Early Land Animal Life Histories
The fossil record usually shows what adult animals looked like. But the appearance and lifestyle of juvenile animals often differ dramatically from those of the adults. A classic example is provided by frogs and salamanders. New discoveries from Uppsala, Cambridge and Duke Universities, published in Science, show that some of the earliest backboned land animals also underwent such changes of lifestyle as they grew up.
Professor Per Ahlberg at the Department of Physiology and Developmental Biology, Uppsala University, together with Jennifer Clack, Cambridge University, and Viviane Callier, Duke University, have studied fossil upper arm bones from the two so-called “four-legged fishes”, Ichthtyostega and Acanthostega, from Greenland. These animals, which lived during the Devonian period about 365 million years ago, were among the earliest vertebrates (backboned animals) with fore- and hindlimbs rather than paired fins. They belong to the common stem group of all living amphibians, reptiles, mammals and birds.
The researchers have identified several half-grown, as well as fully grown, upper arm bones from Ichthyostega and Acanthostega, allowing them to study how the shape of the bone changed during growth. It turns out that the two animals had different life histories.
“The upper arm bone provides a lot of information about the lifestyle of the animal, because its shape gives clues to the pattern of movement and can tell us for example whether the animal lifted the front part of its body clear of the ground,” says Per Ahlberg.
Ichthyostega, which has robust limbs and only a small tail fin, appears to be the more terrestrial of the two. Its forelimb becomes better adapted to supporting weight as the animal grows up. The pattern of muscle attachments on the upper arm bone changes from a “fish-like” to a “land animal-like” configuration, and the shape of the shoulder joint changes so that it becomes possible for the animal to “lock” its forelimb into a weight-bearing position.
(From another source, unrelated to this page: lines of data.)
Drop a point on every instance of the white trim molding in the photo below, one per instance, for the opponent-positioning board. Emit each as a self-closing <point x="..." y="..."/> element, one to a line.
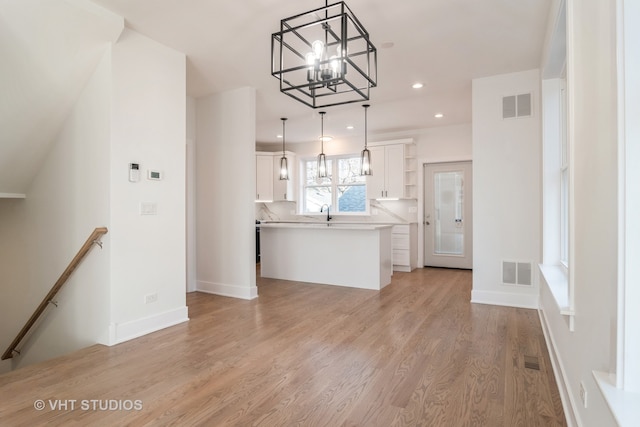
<point x="234" y="291"/>
<point x="509" y="299"/>
<point x="121" y="332"/>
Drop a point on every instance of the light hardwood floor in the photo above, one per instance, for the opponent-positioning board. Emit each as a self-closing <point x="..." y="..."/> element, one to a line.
<point x="416" y="353"/>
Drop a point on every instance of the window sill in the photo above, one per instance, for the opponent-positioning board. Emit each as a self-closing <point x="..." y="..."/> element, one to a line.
<point x="558" y="283"/>
<point x="624" y="405"/>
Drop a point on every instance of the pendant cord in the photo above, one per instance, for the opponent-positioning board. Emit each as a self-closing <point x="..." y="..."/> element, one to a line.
<point x="283" y="135"/>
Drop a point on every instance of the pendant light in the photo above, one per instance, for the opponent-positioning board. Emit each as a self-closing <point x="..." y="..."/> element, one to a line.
<point x="365" y="157"/>
<point x="322" y="160"/>
<point x="284" y="166"/>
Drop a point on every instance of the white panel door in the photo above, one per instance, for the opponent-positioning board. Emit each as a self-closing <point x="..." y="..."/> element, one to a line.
<point x="448" y="215"/>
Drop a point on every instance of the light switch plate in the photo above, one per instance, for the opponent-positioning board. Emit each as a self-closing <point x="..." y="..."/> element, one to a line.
<point x="148" y="208"/>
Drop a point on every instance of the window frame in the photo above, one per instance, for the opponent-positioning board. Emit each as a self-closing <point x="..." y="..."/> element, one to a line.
<point x="333" y="185"/>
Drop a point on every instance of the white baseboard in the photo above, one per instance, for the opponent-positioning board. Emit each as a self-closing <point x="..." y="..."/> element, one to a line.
<point x="121" y="332"/>
<point x="234" y="291"/>
<point x="508" y="299"/>
<point x="558" y="372"/>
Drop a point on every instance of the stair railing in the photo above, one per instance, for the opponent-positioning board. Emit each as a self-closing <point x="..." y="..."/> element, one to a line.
<point x="94" y="238"/>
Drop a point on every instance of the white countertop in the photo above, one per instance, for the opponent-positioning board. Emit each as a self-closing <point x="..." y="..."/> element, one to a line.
<point x="326" y="225"/>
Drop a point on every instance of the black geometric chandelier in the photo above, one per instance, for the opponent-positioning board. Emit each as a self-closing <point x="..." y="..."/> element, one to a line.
<point x="324" y="57"/>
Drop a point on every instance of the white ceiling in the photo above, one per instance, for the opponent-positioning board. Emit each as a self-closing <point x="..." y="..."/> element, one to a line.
<point x="50" y="47"/>
<point x="442" y="43"/>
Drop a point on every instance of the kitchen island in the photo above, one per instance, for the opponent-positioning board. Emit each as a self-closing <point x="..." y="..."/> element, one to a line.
<point x="353" y="255"/>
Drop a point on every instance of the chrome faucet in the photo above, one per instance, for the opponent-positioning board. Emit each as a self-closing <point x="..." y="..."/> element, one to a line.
<point x="322" y="210"/>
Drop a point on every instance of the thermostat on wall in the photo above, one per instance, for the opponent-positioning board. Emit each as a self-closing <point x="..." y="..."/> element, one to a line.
<point x="154" y="175"/>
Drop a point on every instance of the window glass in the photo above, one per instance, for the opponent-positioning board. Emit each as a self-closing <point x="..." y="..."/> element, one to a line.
<point x="346" y="194"/>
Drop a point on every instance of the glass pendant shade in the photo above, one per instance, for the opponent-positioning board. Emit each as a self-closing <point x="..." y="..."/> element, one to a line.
<point x="284" y="164"/>
<point x="365" y="156"/>
<point x="365" y="162"/>
<point x="322" y="166"/>
<point x="322" y="160"/>
<point x="284" y="168"/>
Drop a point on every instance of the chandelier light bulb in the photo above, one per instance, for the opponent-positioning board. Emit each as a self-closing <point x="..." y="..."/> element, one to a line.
<point x="310" y="59"/>
<point x="318" y="48"/>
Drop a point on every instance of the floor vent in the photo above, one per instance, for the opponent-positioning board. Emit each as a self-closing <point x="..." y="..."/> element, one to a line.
<point x="532" y="362"/>
<point x="517" y="273"/>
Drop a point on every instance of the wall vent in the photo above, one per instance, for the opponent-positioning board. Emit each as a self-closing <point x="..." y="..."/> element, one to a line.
<point x="517" y="273"/>
<point x="516" y="106"/>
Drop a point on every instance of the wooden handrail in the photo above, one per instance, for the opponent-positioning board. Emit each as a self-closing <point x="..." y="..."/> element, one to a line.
<point x="84" y="250"/>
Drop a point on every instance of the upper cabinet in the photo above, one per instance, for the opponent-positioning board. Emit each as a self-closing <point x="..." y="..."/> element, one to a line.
<point x="394" y="171"/>
<point x="269" y="186"/>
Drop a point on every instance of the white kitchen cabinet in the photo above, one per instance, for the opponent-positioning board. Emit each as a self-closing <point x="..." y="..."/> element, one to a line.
<point x="393" y="167"/>
<point x="404" y="247"/>
<point x="264" y="177"/>
<point x="284" y="190"/>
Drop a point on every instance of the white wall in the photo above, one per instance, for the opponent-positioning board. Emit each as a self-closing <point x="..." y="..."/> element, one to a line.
<point x="506" y="186"/>
<point x="439" y="144"/>
<point x="15" y="272"/>
<point x="225" y="194"/>
<point x="593" y="263"/>
<point x="148" y="127"/>
<point x="191" y="195"/>
<point x="67" y="199"/>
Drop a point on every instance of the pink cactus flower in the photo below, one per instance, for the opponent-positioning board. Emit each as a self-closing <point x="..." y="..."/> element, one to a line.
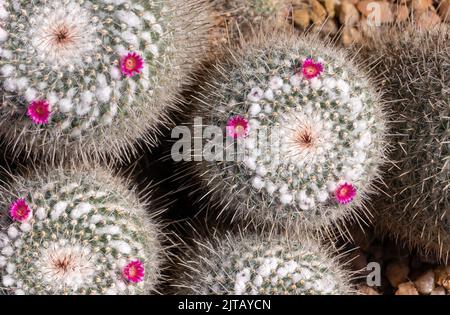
<point x="19" y="210"/>
<point x="131" y="64"/>
<point x="238" y="127"/>
<point x="345" y="193"/>
<point x="134" y="271"/>
<point x="39" y="112"/>
<point x="311" y="69"/>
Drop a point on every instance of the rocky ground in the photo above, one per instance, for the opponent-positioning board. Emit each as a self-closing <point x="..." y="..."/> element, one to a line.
<point x="403" y="272"/>
<point x="347" y="20"/>
<point x="352" y="19"/>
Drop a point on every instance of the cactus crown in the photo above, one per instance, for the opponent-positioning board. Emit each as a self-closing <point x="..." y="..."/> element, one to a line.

Acanthostega has feebler limbs and a large tail fin, and seems to have been more aquatic. In this animal, there are no corresponding changes.
“The explanation is probably that both animals laid their eggs in water just like modern amphibians, which meant that the terrestrial Ichthyostega, but not the aquatic Acanthostega, needed to undergo a lifestyle transformation as it grew from larva to adult,” says Per Ahlberg.